Ridwan Kamil Usul Kemenkes Persingkat Mekanisme Pelaporan
Agar Data Daerah Terkini tak Tercampur Data Lama
REPUBLIKA.CO.ID,BANDUNG – Gubernur Jabar Ridwan Kamil usul Kementerian Kesehatan mempersingkat mekanisme pelaporan kasus COVID-19. Angka harian dirilis dengan tidak mengonfirmasi ulang ke pemerintah daerah. Dengan begitu data yang disajikan secara nasional di laman Kementerian Kesehatan atau Satgas COVID-19 benar-benar mencerminkan waktu sebenarnya dan tidak bercampur dengan data lama.
Menurut Gubernur, selama ini prosedur pengiriman data dengan konfirmasi ulang ke daerah inilah yang menyebabkan proses pengiriman data harian berlangsung lama. Data terkini kerap tercampur data lama. Hal itu disampaikan saat rapat virtual bersama Menko Marves, Menteri Kesehatan, Mendagri, Menteri Agama, Kapolri, Panglima TNI dan sejumlah Gubernur beserta forkopimda.
"Saran saya kalau daerah melaporkan ke Kemenkes langsung saja dilaporkan ke publik tanpa harus dikonfirmasi ulang lagi. Jadi saya mohon prosedur pelaporannya agar dipersingkat," ujarnya dari Gedung Pakuan, Kota Bandung, Ahad malam (31/1) dalam siaran pers yang diterima Republika. Ridwan Kamil mencontohkan, pada 27 Januari Kemenkes mengumumkan kasus harian Jabar sebanyak 3.198. Sementara Labkesda Jabar mencatat kasus ada 1.200. Selisih yang terpublikasi di Kemenkes merupakan data lama sekitar 1.900 kasus.
"Selama ini kan lab daerah itu lapor ke pusat lalu oleh pusat dikonfirmasi lagi ke kota/kabupaten. Nah, proses konfirmasi ulang inilah yang membuat keterlambatan karena daerah merespons baliknya lama lagi," ungkapnya. Kang Emil --sapaan Ridwan Kamil-- membeberkan hingga kini masih ada 20 ribu kasus Jabar yang belum terlaporkan karena harus menunggu antrean. "Saya mau buka-bukaan saja masih ada antrean data di lab kami 20 ribu kasus yang belum terlaporkan," ungkapnya lagi.
Ketua Divisi Penanganan Kesehatan Satgas Penanganan COVID-19 Marion Siagian menyebutkan ada empat faktor penyebab pelaporan kasus baru positif terhambat. Pertama, waktu pelaporan data ke pemerintah pusat dibatasi yakni sampai pukul 14.00 WIB, sementara ada 49 variabel untuk setiap pasien yang mesti diinput. Situasi tersebut menjadi salah satu kendala bagi Sumber Daya Manusia (SDM) di daerah dalam melakukan pelaporan.

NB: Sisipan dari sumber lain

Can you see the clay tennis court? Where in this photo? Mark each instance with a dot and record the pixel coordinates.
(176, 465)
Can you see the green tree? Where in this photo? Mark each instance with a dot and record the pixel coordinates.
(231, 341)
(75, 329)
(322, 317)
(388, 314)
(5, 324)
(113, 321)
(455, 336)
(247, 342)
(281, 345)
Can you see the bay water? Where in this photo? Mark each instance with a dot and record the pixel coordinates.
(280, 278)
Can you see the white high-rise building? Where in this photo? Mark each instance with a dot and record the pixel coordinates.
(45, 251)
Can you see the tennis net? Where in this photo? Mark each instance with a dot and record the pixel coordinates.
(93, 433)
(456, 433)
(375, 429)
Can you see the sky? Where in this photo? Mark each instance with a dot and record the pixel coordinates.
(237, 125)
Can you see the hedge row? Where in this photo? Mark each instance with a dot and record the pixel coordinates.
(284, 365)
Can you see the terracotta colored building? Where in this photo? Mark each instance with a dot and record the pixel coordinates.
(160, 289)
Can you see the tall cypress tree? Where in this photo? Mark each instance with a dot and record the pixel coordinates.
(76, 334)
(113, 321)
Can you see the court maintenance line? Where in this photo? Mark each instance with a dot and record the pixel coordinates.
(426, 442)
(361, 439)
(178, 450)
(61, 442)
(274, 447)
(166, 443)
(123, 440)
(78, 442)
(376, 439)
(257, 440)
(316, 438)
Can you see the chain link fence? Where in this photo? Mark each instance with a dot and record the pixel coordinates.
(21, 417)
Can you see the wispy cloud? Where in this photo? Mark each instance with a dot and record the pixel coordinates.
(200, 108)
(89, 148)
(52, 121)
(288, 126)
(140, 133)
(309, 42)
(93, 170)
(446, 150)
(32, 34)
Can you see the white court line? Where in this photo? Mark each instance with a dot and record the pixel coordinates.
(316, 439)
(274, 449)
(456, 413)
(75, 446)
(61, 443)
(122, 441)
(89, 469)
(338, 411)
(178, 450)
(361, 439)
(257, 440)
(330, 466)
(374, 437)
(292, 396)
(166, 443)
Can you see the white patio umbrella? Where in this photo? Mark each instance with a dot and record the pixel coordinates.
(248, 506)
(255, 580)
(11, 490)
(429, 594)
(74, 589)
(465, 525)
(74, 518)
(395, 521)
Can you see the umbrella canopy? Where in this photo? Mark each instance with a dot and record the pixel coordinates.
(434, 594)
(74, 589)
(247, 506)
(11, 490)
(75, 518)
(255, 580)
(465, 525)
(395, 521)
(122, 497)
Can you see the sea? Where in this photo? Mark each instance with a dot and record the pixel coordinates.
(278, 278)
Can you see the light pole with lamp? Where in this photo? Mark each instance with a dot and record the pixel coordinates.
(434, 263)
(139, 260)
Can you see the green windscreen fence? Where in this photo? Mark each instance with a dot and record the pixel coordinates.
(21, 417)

Kedua, data spesimen telah diinput, tapi data hasil pemeriksaan belum diinput oleh laboratorium jejaring pengetesan. Ketiga, puskesmas, rumah sakit, dinas fesehatan, dan laboratorium, harus menginput data ke dalam berbagai aplikasi sehingga membingungkan. "Semangat satu data juga perlu dimiliki oleh kabupaten/kota, di mana rilis data baik di pusat, provinsi maupun kabupaten/kota mengacu pada data yang sama, dengan referensi waktu yang sama," tutur Marion. Keempat, masih ada laboratorium jejaring yang tidak melaporkan hasil pemeriksaan ke dalam aplikasi New All Record.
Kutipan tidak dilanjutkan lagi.